Arkansas House committee passes bill to regulate paper ballot counties
Senate Bill 250 would place additional regulations on counties that choose to hand count election results. (Photo by Antoinette Grajeda/Arkansas Advocate)
A group of state representatives advanced legislation Monday that would require counties that opt to get rid of voting machines to bear the costs of paper ballots.
The Arkansas House Committee on State Agencies and Governmental Affairs passed Senate Bill 250 by Sen. Kim Hammer (R-Benton) on a split voice vote after several hours of debate and testimony that included debunked claims and conspiracies about election integrity.
The bill was introduced in response to a Donald Trump-connected group’s efforts to convince county quorum courts to ditch voting machines for hand-marked ballots and hand-counted election results.
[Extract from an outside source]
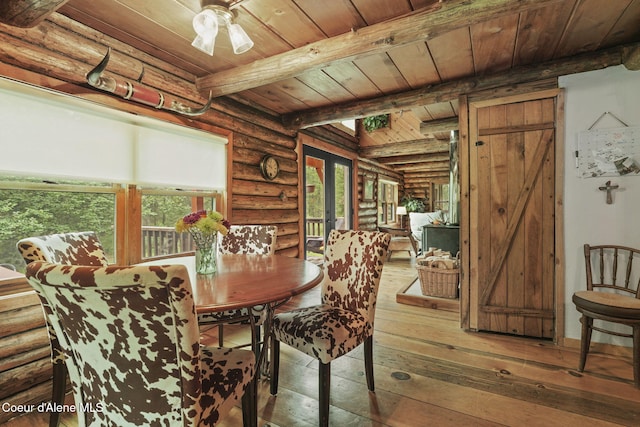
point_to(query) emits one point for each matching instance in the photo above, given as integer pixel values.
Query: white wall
(587, 217)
Cleburne County in January became the first county in the state to pivot away from voting machines, but last week, the quorum court repealed that ordinance. An official from the Association of Arkansas Counties told the House committee Monday that the North Arkansas county had passed the January ordinance hastily and may not have realized its full implications.
Opponents of SB250 testified the bill would discourage counties from opting to count election results by hand.
Hammer said the proposal was not “anti-paper ballot,” saying the bill provides guidelines for any counties that do “deviate” from the rest of the state. Arkansas, he said, has a history of free, fair elections.
“Why should other counties have to bear the costs” for counties that choose to conduct elections differently from the proven method, Hammer asked.
SB250 would also require “paper-ballot counties” to use a state-approved machine to perform a preliminary count and declare preliminary, unofficial election results within 24 hours of polls closing.
“Paper-ballot county” is a bit of a misnomer because Arkansas’ current voting machines produce a paper ballot that can be reviewed by the voter. Those ballots are then fed into a ballot-tabulating device that counts the votes and stores the paper ballots.
Checks and audits are performed before and after elections to ensure the voting and counting machines work properly, and Arkansas has consistently received high marks for election security. Post-election audits have also verified that vote-counting machines worked as intended.
Arkansas Secretary of State Director of Elections Leslie Bellamy also testified that county clerks have the freedom to hand count ballots at any time to ensure accuracy during an election.
Rep. Cindy Crawford (R-Fort Smith), a cosponsor of SB250, said she voted against the bill because her constituents went “berserk” after the bill was introduced.
“They do not trust what’s going on,” Crawford said. “I don’t know how to fix that. I’m not smart enough to fix that. But what I am is I’m smart enough to vote for them.”
Conrad Reynolds, the CEO of the Arkansas group pushing for hand counts, told the panel Monday that approving SB250 would amount to choosing convenience over transparency, accountability and accuracy.
Though election experts said that hand counts are inaccurate and unrealistic, especially in urban counties, Reynolds testified that that they aren’t difficult to perform.
“There’s no reason to have a machine count your vote,” he said.
SB250 was already approved by the Senate, and it now goes to the House floor for final legislative approval.